Drobo’s NAS OS is called Dashboard. It’s not as feature rich as say Asustor’s ADM or Synology’s DSM but it’s easy to navigate through and covers most of the basics really well. It does make use of animated graphics to display drive and drive bay information.
The right-hand side of Dashboard main page has an image of the Drobo with the front bezel removed revealing the drive bays. The image is animated so it mimics what the Drobo is doing, for example, if the drive indicators on the unit are green so are the drive bays in the image, if they should start to flash on the unit, the animation follows suite. There is a smaller animated image of the unit on the right-hand side that does the same.
Managing shares and users is straightforward and quick to do via a page in the settings menu. In the Tools page, you’ll find options to shutdown, restart or even reset the Drobo, check for firmware updates and either install them automatically or manually.

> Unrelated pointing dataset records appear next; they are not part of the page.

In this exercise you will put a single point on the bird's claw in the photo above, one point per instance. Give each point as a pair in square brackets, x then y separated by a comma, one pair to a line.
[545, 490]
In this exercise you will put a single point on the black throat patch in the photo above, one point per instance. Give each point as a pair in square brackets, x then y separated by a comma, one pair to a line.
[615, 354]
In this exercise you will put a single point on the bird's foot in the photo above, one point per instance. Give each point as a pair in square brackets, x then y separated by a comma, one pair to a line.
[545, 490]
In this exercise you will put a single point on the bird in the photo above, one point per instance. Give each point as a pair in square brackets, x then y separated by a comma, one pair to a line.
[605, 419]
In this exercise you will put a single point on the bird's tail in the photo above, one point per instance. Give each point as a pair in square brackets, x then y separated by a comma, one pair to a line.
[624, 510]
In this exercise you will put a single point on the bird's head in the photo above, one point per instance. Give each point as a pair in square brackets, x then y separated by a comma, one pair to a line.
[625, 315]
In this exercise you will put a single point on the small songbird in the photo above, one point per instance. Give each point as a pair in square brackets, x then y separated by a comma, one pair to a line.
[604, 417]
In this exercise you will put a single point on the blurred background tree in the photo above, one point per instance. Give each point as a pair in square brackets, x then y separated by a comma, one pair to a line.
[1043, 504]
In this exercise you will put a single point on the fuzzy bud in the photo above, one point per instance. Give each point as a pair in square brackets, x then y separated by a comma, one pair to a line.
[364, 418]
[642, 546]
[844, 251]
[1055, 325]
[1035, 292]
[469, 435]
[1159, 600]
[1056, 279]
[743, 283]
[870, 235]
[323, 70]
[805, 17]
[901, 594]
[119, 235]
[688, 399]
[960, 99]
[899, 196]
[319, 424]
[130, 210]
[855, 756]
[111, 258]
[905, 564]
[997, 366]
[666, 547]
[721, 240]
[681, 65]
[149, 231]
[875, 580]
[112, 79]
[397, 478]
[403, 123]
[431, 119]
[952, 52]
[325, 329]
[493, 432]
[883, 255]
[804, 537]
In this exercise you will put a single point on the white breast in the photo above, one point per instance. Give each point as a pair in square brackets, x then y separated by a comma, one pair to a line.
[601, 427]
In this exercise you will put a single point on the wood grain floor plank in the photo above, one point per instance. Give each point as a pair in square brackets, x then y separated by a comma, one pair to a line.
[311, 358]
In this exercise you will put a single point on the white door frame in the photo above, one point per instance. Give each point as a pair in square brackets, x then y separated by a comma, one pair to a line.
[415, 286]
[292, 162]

And finally, if you fancy getting your Drobo into disco mode you can get the lights to blink. Actually, this is a test to check that the Drobo is connected to the host PC.
Although the list of apps in the isn’t as extensive as some of the competition it’s still pretty comprehensive covering a wide range of functions.
To remotely access data and apps securely on the Drobo there is the myDrobo platform. The major part of the platform is DroboAccess. This is Drobo’s private cloud service that allows data on the Drobo to be remotely accessed and shared via the web or a mobile device – it supports both Android and iOS.
The recently released DroboPix allows iOS users to upload photos and videos from an iPad or iPhone automatically to the Drobo 5n via their local Wi-Fi network. Currently (at the time of writing), there is no Android version of the app.